Download The Whole Picture: Where America's Broadband Networks Really Stand (ITIF, Feb. 2013)

Much of the literature on this subject was developed five to 10 years before the deployment of DOCSIS 3.0, LTE, VDSL and the smartphone, during a period in which fiber deployment proceeded at a relatively slow rate in the U.S. due to the late 1990s’ fiber bubble overhang. Consequently, many analysts have accepted a version of conventional wisdom stating that the U.S. offers second-rate broadband at high prices. While this was a defensible position in the late 2000s, the most recent data shows that this is no longer the case, the authors assert. They suggest that if the U.S. is improving its position relative to OECD competitors on the important metrics, it follows that its policy framework is fundamentally sound.

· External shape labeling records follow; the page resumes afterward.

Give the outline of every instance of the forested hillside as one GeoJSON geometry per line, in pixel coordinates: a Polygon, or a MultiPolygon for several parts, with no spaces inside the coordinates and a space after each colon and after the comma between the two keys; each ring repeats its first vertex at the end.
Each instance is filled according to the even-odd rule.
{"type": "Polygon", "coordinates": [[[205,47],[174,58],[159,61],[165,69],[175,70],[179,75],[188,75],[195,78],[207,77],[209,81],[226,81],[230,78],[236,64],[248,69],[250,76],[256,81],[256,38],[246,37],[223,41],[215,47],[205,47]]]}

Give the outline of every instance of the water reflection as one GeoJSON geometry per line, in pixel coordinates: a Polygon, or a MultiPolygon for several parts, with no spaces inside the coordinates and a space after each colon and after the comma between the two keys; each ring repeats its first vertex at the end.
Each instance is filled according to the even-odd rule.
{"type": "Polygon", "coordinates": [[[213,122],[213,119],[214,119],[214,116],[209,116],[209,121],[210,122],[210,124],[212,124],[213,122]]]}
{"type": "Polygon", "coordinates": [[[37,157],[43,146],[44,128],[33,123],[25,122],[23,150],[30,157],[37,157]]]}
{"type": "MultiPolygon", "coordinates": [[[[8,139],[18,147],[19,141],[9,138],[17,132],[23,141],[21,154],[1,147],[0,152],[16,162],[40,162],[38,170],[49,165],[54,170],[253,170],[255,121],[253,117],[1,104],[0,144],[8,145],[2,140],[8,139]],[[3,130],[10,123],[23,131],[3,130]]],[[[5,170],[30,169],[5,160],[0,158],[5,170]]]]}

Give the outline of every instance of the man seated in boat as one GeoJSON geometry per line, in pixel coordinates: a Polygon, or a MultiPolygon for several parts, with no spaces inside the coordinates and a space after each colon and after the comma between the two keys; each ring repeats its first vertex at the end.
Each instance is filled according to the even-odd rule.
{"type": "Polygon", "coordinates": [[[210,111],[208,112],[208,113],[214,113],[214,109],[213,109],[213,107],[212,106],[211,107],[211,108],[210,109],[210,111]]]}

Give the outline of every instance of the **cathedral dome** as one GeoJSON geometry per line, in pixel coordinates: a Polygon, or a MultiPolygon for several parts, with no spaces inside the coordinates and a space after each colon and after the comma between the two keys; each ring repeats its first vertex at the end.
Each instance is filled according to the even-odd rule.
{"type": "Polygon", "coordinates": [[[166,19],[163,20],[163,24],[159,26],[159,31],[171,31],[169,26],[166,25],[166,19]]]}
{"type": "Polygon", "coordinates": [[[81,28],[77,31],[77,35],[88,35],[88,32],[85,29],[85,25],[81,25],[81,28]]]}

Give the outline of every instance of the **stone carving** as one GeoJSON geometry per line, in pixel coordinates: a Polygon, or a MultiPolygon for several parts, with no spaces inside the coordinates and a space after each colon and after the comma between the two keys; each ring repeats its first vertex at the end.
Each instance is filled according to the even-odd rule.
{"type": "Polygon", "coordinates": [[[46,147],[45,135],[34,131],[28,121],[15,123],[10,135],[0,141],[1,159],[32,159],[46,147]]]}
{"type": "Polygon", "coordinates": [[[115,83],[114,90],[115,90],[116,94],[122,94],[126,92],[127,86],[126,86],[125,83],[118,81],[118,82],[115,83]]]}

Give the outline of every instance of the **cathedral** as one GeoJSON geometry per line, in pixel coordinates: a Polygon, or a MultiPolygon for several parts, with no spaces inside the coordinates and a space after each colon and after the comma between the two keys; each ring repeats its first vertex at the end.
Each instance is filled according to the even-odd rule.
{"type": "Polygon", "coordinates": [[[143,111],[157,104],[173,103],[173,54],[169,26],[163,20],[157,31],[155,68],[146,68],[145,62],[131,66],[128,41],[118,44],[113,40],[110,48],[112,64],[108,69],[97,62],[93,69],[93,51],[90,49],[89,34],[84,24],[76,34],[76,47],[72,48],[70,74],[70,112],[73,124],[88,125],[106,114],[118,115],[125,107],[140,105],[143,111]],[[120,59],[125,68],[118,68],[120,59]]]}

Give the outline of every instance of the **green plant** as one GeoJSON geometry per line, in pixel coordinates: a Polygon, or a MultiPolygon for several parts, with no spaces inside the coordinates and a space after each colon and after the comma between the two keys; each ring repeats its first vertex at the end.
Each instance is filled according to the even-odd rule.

This research examines data drawn from the most comprehensive and current sources: OECD surveys, FCC surveys and testing, the National Broadband Map, the Berkman Center analysis, ITU Surveys, Akamai, SamKnows, and Netindex performance data, and up-to-data industry analyst data on subscriber churn, fiber deployment and provider profitability. It employs regression analysis to estimate the correlations between broadband adoption, price and computer ownership, as well as survey data to identify barriers to adoption. The paper develops trend lines on the relative ranking of the U.S. and OECD nations with respect to the key metrics.

Some Findings

The downward trend in the adoption of high-performance broadband plans and in overall broadband performance that characterized American broadband service in the late 2000s began to reverse in 2010. In one measurement, the U. S. ranked 22nd overall in the average speed of shared IP connections in Q4 2009, but ranked eighth by the same measurement in Q3 2012.

The adoption of broadband by computer-owning American households exceeds the OECD mean, and the deployment of DOCSIS 3 and LTE is stronger in the U. S. than in other nations.

The prime benefit of facilities-based competition is the creation of market dynamics in which service providers are able to compete on the basis of performance and coverage, as well as price and customer service. It notes that the European Commission is developing a revised policy framework in order to create incentives for performance-based competition between providers.